Noooooooo not the garbage!!! 
Email sent.


----------



## lrp (Aug 5, 2006)

*Re: Free Stuff!!!!!!!!!!!*

Got mine today, thanks Bpond!!


----------



## stogiez (Aug 5, 2006)

*Re: Free Stuff!!!!!!!!!!!*

Wooo Hooo! Got my blue Pelican 2AAA Mitylite. What a great light.

Thank you Central Tools. I will definitely look y'all up and peruse, and buy--if something even looks like I might need it.

Thanks again.


----------



## 92fs (Aug 6, 2006)

*Re: Free Stuff!!!!!!!!!!!*

What an amazing little light. Got mine yesterday. I was surprised to read about the scuba diving application. How deep can these little lights go?

(PS: Just looked it up, one site said 500 ft, another said 2000? wow)

I can't find the internal catalyst pellets.

It puts my mini-mag AA to shame. 

Thanks Central Lighting!


----------



## Diesel_Bomber (Aug 7, 2006)

*Re: Free Stuff!!!!!!!!!!!*

Got mine yesterday, too. I was planning on sending it to a friend, but my wife saw it. "Ooh! That's cute!" Nuff said. Glad my SL PP Lux AA is ugly.

92fs, the catalyst pellet is on the side of the lamp assembly.

Thanks bpond, soffiler. A neat little light.


:buddies:


----------



## The Shadow (Aug 7, 2006)

*Re: Free Stuff!!!!!!!!!!!*

Got mine today.
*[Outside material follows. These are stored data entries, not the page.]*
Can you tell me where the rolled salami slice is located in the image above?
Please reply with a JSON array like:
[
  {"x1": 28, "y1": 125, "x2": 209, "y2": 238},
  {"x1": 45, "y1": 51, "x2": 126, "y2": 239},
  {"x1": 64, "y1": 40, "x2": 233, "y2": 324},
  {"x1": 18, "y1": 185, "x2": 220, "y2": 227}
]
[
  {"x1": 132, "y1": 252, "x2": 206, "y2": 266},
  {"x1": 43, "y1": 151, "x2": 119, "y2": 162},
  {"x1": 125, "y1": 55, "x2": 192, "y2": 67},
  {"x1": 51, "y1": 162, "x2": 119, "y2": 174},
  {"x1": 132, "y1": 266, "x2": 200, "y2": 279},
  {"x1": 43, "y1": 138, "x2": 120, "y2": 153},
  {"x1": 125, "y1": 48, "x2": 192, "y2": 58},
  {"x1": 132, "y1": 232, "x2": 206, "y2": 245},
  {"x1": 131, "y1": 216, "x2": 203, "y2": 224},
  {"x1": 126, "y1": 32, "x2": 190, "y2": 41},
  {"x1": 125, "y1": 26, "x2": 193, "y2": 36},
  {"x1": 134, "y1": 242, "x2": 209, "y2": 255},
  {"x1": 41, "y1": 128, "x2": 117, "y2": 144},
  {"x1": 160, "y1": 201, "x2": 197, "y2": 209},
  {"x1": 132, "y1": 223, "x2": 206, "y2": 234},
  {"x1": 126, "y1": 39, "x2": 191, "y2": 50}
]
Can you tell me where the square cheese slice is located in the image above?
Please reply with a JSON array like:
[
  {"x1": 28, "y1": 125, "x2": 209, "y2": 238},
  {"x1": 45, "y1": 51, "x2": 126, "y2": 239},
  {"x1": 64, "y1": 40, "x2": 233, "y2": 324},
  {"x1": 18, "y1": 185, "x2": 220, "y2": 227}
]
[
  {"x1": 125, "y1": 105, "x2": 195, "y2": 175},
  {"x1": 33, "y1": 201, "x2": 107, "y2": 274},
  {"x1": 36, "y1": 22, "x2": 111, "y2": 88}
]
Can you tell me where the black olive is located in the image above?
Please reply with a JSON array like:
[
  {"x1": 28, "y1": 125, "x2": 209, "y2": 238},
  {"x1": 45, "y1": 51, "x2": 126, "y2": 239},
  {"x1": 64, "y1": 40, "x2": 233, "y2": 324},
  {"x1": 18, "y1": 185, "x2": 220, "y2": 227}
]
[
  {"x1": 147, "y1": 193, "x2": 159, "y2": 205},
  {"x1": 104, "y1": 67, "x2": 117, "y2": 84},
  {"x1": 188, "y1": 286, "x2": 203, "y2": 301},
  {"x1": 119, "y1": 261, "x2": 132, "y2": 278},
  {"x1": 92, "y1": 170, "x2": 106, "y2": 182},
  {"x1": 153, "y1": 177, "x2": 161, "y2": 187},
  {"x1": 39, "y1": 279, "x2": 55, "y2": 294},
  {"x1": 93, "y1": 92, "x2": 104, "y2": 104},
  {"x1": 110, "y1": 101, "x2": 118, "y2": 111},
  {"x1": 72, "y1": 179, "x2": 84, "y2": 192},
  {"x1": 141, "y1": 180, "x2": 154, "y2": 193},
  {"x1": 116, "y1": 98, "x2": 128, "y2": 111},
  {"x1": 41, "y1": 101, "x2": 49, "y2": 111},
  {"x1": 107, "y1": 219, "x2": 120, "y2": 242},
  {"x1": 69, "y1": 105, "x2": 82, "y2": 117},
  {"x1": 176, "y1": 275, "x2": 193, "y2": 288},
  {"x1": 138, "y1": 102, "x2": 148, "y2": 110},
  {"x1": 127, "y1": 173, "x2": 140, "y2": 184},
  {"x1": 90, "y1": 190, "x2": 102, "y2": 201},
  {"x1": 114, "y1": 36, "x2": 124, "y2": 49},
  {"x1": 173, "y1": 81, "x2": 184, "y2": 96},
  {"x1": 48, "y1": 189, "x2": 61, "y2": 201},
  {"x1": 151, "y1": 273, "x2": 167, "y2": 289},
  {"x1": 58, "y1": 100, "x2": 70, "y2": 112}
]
That's a bright little light!
Thanks Central Tools!


----------



## Simple Man (Aug 7, 2006)

*Re: Free Stuff!!!!!!!!!!!*

Got mine too, pretty sweet little light, thanks a bunch.


----------



## dasanii19 (Aug 7, 2006)

*Re: Free Stuff!!!!!!!!!!!*

Email sent


----------



## Robban (Aug 7, 2006)

*Re: Free Stuff!!!!!!!!!!!*

Mine showed up here in Sweden today. Pretty fast considering people in the US have reported getting theirs just a day or two ago  Thank you very much 

And to you guys still sending e-mails. On the 28:th he was down to the last 6 units, I very much doubt he has any left now over a week later


----------



## Tritium (Aug 7, 2006)

*Re: Free Stuff!!!!!!!!!!!*

Thanks for the free light. Got mine today.


Thurmond


----------



## Omega Man (Aug 7, 2006)

*Re: Free Stuff!!!!!!!!!!!*

Picked mine up today. 
YIPPY, my first hardcore waterproof and only dive-rated light!!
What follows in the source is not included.